BCBSA was among the first organizations to promote the advancement of the PCMH model with the Patient-Centered Primary Care Collaborative – a collaboration created in 2006 with national employers and major U.S. primary care physician associations and non-profit healthcare entities dedicated to building an effective and efficient healthcare system with the PCMH as the foundational component.
In collaboration with providers, the Blues have made significant impacts in patient care through the various PCMH models. Examples of successful PCMH models shared at today’s briefing include:
Blue Cross and Blue Shield of North Carolina’s Blue Quality Physicians Program® (BQPP) includes a PCMH initiative designed to recognize and reward qualifying physicians for taking steps to further improve the quality of care being delivered. BCBSNC partners with primary care doctors to provide patients with culturally sensitive, effective healthcare. In 2011, among patients receiving care in the BQPP, 52 percent experienced fewer visits to specialists, and 70 percent experienced fewer visits to the emergency room.

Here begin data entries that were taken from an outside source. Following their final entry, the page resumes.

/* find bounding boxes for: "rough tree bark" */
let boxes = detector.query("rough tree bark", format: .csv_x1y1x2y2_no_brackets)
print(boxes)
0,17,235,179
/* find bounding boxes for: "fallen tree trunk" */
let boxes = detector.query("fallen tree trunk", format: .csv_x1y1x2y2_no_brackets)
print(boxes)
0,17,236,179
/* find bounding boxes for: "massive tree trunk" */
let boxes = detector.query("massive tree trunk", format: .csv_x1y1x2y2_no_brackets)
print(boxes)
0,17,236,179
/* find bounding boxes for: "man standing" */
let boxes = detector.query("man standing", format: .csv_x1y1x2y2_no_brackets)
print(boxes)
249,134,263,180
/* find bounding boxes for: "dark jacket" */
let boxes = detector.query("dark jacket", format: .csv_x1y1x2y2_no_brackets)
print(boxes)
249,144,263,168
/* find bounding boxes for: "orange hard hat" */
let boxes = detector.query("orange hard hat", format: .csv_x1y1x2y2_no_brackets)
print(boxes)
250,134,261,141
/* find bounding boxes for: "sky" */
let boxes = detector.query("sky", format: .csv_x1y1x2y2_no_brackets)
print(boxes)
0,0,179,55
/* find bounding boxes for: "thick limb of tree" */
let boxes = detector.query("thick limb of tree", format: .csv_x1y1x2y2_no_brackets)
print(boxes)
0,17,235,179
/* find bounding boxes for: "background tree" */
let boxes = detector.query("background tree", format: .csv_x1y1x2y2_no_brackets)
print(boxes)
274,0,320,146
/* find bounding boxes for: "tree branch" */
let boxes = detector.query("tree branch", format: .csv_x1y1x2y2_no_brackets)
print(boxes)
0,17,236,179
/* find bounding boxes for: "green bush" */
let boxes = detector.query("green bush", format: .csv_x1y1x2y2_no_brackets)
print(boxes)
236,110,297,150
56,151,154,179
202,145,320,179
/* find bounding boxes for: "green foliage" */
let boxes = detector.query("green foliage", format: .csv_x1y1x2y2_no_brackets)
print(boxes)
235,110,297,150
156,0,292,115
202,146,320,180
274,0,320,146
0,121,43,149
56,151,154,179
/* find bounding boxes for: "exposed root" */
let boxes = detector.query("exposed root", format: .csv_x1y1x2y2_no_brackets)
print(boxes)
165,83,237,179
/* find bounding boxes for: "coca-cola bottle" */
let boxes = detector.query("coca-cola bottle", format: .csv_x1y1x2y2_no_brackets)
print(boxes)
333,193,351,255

The HHI PCMH by Horizon Blue Cross and Blue Shield of New Jersey aims to produce high-quality patient care and an improved experience by supporting patients through a care team of health professionals. This model is also designed with input from participating physicians and reforms current payment structures to reward primary care physicians for coordinating care as well as meeting specific quality and outcomes benchmarks. Additionally, the HHI PCMH collaboratively created a PCMH nursing education program with Duke University and Rutgers nursing schools. This partnership will train over the next two years a minimum of 200 nurses as Population Care Coordinators in PCMHs throughout New Jersey. In 2011, HHI reported that members experienced an 8 percent improvement in managing their diabetes, a 10 percent lower cost of care for members enrolled in the PCMH, and 26 percent less emergency room visits.